Trichogenes beagle

Scientific classification
- Kingdom: Animalia
- Phylum: Chordata
- Class: Actinopterygii
- Order: Siluriformes
- Family: Trichomycteridae
- Genus: Trichogenes
- Species: T. beagle
- Binomial name: Trichogenes beagle de Pinna, V. Reis & Britski, 2020

= Trichogenes beagle =

- Authority: de Pinna, V. Reis & Britski, 2020

Species of fish

Trichogenes beagle is a species of freshwater ray-finned fish belonging to the family Trichomycteridae, the pencil and parasitic catfishes. This catfish is thought to be endemic to southeastern Brazil.

==Taxonomy==
Trichogenes beagle was first formally described in 2020 by the Brazilian ichthyologists Mário Cesar Cardoso de Pinna, Vinícius José Carvalho Reis and Heraldo A. Britski. The species was described from a type series of 3 specimens which were preserved, frozen, in the Laboratory of Molecular Systematics – Beagle at the Department of Animal Biology at the Federal University of Viçosa, which were found without any data about the locations or dates they were collected from. When researchers searched for this species, they discovered another new species in its genus, T. claviger. This species was classified in the genus Trichogenes, a basal genus of Loricaroid catfishes, which is the only genus in the subfamily Trichogeninae which is classified within the family Trichomycteridae.

==Etymology==
Trichogenes beagle is classified within the genus Trichogenes, this name combines tricho-, from the family Trichomycteridae, with genes, from the genus Helogenes, referring to resemblance of that taxon to this one.
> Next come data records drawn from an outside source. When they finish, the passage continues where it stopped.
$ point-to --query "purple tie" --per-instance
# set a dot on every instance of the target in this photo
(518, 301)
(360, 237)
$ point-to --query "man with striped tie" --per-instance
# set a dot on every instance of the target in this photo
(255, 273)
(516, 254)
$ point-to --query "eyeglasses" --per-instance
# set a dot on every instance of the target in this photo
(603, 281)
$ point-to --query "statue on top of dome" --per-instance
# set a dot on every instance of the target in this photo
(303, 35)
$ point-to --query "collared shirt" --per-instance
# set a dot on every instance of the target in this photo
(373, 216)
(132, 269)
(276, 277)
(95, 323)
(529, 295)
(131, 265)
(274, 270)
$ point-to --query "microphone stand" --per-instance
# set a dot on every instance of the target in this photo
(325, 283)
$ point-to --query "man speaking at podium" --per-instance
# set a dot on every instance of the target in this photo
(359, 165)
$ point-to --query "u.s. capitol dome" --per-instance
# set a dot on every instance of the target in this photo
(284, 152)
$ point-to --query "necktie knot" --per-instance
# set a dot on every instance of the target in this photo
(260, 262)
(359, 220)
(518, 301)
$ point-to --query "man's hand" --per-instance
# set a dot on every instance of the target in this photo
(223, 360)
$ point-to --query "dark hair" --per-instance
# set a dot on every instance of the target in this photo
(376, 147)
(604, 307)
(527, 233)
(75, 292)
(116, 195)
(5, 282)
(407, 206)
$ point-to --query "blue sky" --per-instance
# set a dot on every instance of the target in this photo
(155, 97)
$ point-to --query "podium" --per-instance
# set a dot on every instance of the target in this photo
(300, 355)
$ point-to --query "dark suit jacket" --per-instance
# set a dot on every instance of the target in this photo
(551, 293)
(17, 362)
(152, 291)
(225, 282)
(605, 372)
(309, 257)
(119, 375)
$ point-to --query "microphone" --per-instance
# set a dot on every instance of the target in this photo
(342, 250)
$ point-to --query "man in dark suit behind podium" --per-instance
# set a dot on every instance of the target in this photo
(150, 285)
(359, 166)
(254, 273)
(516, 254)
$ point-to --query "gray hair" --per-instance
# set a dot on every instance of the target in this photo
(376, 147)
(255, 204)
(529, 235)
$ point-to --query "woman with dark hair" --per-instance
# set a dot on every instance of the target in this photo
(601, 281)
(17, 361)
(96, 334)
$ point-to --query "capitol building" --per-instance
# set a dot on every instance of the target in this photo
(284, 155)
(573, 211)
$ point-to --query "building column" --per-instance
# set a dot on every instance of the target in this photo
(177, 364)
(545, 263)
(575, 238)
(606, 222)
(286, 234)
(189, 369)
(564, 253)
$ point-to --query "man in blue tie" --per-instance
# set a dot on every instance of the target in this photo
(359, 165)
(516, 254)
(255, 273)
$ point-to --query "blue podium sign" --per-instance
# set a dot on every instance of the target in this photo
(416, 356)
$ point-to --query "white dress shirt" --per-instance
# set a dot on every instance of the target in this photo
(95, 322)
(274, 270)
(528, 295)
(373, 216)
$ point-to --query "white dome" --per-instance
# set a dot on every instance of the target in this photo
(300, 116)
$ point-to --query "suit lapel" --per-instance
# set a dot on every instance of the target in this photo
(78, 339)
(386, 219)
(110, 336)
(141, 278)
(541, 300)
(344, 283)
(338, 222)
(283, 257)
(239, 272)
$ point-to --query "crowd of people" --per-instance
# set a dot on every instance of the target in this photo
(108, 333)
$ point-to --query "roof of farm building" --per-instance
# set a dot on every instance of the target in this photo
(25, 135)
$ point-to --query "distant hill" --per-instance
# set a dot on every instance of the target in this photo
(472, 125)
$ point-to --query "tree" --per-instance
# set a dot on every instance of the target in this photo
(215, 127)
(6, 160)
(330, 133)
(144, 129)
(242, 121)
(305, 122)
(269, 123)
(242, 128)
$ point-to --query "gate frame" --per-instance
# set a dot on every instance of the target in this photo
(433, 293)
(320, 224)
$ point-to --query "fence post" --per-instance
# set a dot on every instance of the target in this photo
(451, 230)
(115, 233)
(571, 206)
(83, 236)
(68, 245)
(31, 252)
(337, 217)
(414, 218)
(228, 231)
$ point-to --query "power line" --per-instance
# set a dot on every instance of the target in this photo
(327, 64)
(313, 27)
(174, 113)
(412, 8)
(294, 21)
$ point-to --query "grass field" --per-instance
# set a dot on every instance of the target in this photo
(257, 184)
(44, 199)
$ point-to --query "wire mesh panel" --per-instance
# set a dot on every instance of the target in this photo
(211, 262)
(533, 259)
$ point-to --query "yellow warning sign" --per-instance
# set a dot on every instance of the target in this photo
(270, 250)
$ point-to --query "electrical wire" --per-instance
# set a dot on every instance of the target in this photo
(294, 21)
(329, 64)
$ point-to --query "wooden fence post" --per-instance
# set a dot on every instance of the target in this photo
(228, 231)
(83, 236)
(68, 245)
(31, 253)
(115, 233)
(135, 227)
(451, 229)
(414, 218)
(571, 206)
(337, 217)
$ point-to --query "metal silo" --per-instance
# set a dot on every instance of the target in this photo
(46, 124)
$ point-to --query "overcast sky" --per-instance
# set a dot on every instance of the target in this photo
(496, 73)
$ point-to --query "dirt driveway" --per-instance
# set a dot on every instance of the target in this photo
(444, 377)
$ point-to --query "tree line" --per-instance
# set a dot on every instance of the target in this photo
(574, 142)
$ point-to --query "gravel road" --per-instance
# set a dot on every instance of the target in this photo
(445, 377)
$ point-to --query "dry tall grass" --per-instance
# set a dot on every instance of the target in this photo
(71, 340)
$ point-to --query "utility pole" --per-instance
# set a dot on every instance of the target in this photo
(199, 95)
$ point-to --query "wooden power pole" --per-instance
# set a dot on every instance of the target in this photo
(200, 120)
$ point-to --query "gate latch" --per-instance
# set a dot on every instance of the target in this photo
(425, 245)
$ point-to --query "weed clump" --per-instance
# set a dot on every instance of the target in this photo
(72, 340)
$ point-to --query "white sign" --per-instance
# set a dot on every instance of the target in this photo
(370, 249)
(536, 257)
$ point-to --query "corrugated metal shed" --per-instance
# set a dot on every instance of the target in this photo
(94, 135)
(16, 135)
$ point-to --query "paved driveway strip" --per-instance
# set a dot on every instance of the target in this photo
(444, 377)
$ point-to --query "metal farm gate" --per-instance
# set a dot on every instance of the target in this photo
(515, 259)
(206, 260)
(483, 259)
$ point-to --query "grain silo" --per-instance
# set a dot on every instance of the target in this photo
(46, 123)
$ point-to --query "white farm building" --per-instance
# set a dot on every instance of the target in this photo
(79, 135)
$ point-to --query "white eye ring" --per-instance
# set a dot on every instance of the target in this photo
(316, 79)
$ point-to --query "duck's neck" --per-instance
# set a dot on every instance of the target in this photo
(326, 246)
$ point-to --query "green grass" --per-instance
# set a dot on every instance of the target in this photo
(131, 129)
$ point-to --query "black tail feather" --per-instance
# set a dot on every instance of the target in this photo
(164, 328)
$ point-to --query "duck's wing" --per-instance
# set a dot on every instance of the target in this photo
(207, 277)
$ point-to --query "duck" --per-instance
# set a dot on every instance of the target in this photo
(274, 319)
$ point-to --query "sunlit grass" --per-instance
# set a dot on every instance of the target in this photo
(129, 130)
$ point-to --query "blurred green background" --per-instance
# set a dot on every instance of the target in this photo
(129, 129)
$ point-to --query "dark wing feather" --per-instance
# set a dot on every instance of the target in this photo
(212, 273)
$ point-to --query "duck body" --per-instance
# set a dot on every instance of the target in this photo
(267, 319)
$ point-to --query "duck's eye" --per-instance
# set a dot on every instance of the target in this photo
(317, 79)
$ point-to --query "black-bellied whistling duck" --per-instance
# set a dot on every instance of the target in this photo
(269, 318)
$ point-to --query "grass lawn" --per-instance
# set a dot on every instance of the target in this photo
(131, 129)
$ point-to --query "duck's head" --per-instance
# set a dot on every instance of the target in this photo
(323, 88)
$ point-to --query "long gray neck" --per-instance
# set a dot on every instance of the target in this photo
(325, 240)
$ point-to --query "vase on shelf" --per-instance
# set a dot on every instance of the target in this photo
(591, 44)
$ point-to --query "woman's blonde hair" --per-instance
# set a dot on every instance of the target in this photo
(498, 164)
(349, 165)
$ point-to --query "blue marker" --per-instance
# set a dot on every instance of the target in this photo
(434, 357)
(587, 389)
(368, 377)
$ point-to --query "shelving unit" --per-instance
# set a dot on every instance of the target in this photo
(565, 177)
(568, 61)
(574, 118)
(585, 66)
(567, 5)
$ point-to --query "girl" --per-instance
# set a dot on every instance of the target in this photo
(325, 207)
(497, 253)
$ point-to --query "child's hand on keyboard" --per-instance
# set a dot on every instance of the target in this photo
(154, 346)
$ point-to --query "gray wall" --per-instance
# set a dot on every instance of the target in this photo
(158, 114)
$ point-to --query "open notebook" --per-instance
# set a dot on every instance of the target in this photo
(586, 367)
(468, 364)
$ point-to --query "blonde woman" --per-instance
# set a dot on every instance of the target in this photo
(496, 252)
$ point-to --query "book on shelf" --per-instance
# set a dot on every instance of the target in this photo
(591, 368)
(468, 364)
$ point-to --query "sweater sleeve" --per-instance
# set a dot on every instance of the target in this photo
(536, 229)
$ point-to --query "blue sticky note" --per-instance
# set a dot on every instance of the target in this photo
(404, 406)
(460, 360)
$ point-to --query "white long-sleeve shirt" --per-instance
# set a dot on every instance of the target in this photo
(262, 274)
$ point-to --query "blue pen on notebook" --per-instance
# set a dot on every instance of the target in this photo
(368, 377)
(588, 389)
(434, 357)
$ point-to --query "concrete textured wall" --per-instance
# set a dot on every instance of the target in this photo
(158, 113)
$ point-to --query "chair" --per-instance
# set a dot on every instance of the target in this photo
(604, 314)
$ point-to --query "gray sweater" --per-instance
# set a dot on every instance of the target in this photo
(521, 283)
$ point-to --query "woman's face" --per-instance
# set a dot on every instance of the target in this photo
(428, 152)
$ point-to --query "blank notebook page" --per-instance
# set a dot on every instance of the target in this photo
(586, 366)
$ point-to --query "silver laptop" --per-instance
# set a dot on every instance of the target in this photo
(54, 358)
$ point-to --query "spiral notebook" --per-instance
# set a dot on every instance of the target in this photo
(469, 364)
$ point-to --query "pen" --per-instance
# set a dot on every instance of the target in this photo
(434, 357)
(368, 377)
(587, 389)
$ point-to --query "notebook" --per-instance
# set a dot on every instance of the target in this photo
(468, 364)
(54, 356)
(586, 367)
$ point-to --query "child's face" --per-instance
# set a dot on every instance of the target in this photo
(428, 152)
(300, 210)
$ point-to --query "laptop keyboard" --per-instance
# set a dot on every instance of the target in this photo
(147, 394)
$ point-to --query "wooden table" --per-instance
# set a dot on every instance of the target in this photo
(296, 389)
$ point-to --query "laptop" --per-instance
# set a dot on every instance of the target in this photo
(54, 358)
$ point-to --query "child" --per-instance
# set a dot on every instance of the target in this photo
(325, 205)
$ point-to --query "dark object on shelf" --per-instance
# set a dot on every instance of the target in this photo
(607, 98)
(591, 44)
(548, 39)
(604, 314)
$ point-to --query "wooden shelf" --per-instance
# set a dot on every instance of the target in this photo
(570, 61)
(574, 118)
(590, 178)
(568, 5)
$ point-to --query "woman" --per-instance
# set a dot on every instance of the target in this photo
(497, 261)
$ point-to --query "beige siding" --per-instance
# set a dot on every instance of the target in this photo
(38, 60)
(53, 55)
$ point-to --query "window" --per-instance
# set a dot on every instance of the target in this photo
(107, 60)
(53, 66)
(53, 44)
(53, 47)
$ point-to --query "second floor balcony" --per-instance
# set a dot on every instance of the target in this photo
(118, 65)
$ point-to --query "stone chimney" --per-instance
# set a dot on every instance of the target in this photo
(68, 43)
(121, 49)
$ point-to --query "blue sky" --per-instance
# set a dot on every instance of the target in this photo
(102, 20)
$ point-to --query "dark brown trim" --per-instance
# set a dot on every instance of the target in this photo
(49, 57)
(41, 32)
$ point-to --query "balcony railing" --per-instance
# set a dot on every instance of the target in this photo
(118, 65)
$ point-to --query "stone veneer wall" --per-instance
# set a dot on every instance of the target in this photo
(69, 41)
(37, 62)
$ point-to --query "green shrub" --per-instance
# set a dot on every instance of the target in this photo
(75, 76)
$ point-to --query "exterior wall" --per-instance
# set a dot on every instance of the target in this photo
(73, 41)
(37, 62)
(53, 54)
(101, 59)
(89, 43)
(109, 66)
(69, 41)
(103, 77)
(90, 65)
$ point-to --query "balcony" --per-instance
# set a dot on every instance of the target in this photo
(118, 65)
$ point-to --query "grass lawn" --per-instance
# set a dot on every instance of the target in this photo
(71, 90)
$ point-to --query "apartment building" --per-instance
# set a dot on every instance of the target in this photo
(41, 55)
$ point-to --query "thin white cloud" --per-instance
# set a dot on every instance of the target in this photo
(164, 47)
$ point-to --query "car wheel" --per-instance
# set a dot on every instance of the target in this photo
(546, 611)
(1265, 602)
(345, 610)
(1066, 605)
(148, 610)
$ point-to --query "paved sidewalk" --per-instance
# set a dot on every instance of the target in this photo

The specific name, beagle, is the nickname of the Laboratory of Molecular Systematics, Department of Animal Biology, Universidade Federal de Viçosa where the type series was discovered in a freezer. The laboratory's nickname refers to H.M.S. Beagle, the vessel on which Charles Darwin voyaged around the world between 1831 and 1836.

==Description==
Trichogenes beagle is told apart from the other species in the genus Trichogenes by having triscuspid teeth in the jaws, the odontodes on the gill cover are distributed along a wide area on its margin, the skin is pale with a few sparsely distributed spots on the back and sides, although there are no large spots at the anal fin base and there are no dark coloured marks alon the base of the dorsal fin.

==Distribution==
Trichogenes beagle is thought to be endemic to southeastern Brazil but its exact range remains unknown.